Desde atrás de Ainelen, Holam comenzó a llamar a Vartor en voz baja, pero no hubo respuesta. Por el contrario, el flacucho comenzó a temblar, cayendo sobre el césped. Estaba sufriendo una conmoción severa.

—No te atrevas, Antoniel. —La voz de Roders sonó amenazante. La diamantina en su mano derecha comenzó a brillar en azul—. Tomaste la vida de una camarada. No me olvidaré jamás de eso.

—¿Qué piensas hacer?

—Si quieres ir por esos muchachos, ve. Pero no cuentes con mi ayuda. Originalmente quisiste que no interfiriéramos, de todos modos.

Ainelen estaba inmóvil, sin ser capaz de reaccionar. El tiempo que transcurría mientras los enemigos no se acercaban era preciado. Parecía que todavía no habían notado al resto del equipo.

—Maldita sea, Vartor no regresará —indicó Holam.

La muchacha volteó la mirada al frente. Estiró una mano hacia el conmocionado Vartor. Parecía inalcanzable. De pronto, él se enderezó, gateando hacia donde estaba Iralu. Tomó la cabeza de la mujer, abrazándola mientras sollozaba.

—Muy bien —dijo Antoniel. El caudillo de los perseguidores hizo una seña a su arquero. Este último preparó una flecha, apuntando hacia la dirección de Vartor y el grupo.
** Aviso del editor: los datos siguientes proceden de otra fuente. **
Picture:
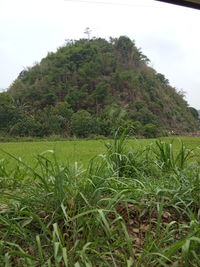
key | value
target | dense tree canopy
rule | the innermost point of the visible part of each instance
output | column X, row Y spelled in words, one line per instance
column 93, row 87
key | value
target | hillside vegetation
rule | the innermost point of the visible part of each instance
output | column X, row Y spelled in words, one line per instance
column 91, row 87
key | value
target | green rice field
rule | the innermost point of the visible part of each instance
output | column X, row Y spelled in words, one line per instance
column 136, row 204
column 81, row 151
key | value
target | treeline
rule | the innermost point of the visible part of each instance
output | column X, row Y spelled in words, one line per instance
column 92, row 87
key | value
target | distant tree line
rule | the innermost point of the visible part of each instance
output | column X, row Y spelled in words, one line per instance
column 92, row 87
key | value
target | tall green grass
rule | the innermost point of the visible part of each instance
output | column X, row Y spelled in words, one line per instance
column 127, row 207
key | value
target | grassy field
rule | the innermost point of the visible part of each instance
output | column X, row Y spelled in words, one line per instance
column 81, row 151
column 136, row 205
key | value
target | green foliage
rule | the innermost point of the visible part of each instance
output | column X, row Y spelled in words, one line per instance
column 82, row 124
column 27, row 127
column 109, row 79
column 127, row 208
column 150, row 130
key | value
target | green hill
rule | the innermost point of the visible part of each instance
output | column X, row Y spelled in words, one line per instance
column 93, row 87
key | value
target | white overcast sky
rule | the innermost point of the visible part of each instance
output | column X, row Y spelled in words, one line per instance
column 169, row 35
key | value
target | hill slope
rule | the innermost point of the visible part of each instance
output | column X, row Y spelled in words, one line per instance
column 93, row 87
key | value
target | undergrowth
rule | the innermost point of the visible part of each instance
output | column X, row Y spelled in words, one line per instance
column 127, row 208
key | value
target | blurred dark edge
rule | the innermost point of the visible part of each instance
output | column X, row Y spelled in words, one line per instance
column 185, row 3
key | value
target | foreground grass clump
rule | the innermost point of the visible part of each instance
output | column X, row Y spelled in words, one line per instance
column 127, row 208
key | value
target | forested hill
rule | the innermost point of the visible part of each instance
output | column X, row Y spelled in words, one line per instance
column 93, row 87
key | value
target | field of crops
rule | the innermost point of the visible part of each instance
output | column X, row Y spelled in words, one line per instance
column 136, row 204
column 81, row 151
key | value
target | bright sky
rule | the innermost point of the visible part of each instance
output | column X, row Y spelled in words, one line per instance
column 169, row 35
Como estaban en línea, no supieron a quien exactamente iba dirigido el disparo.

Por acto reflejo, los chicos se dispersaron, rodando por el pasto mojado. Se escuchó un sonido ligero. Cuando Ainelen abrió los ojos, lo primero que hizo fue reposicionarse y echar un vistazo al resto de sus amigos. Nadie parecía herido. ¿Y Vartor?

Al mirar a través de los arbustos, el chico asomó derrumbado. Una flecha sobresalía por la zona frontal de su cráneo, en la abertura de su yelmo. Fue inequívoco ver aquellas luces escapar de su cuerpo.

Ainelen fue tirada con violencia por alguno de los otros chicos.

Cruzaron de vuelta el jardín y llegaron a la muralla. Era una carrera alucinante, los adoquines y los edificios deformándose como manchas y sombras que se mezclaban. ¿Era esto real?

Le pareció que unas personas gritaron cerca. ¿Les decían que se dieran prisa en salir?, ¿quién los estaba echando? Espera, ¿no estaban huyendo?, ¿habían querido entrar?, ¿dónde estaban?

—...len. Nelen. ¡Ainelen!

Alguien la sacudió, una y otra vez. Holam. Su cara no era inexpresiva, sino preocupada.

—Oye, reacciona. ¿sí?

—¿Dónde estamos?

—Fuera de la fortaleza.

—¿Qué hay de Vartor y los perseguidores?

Al no recibir una respuesta, la joven se vio en la obligación de analizar el contexto en el que actualmente se encontraba. Le dolía hacerlo. Quería dormir, salir de todo. Quería olvidar. Quería morir.

«Aquí no ha pasado nada. Voy a enterrarlo en lo más profundo. Como siempre lo he...».

Holam interrumpió sus delirios.

—Esto te lo dio él. —Indicó el pergamino con la cinta roja. Estaba abierto.

Ainelen abrió los ojos, volviendo de golpe a la realidad. A su alrededor la roca descendía en tramos irregulares, con el bosque en lo más bajo del valle. La Fortaleza Elartor ya no era observable. ¿Cuánto estuvieron corriendo?

Nadie pareció sorprenderse cuando el pelinegro comenzó a leerles lo que estaba escrito. Naturalmente, era improbable que eso fuera más impactante que lo que acababan de vivir.

—Es un mapa —comenzó diciendo Holam.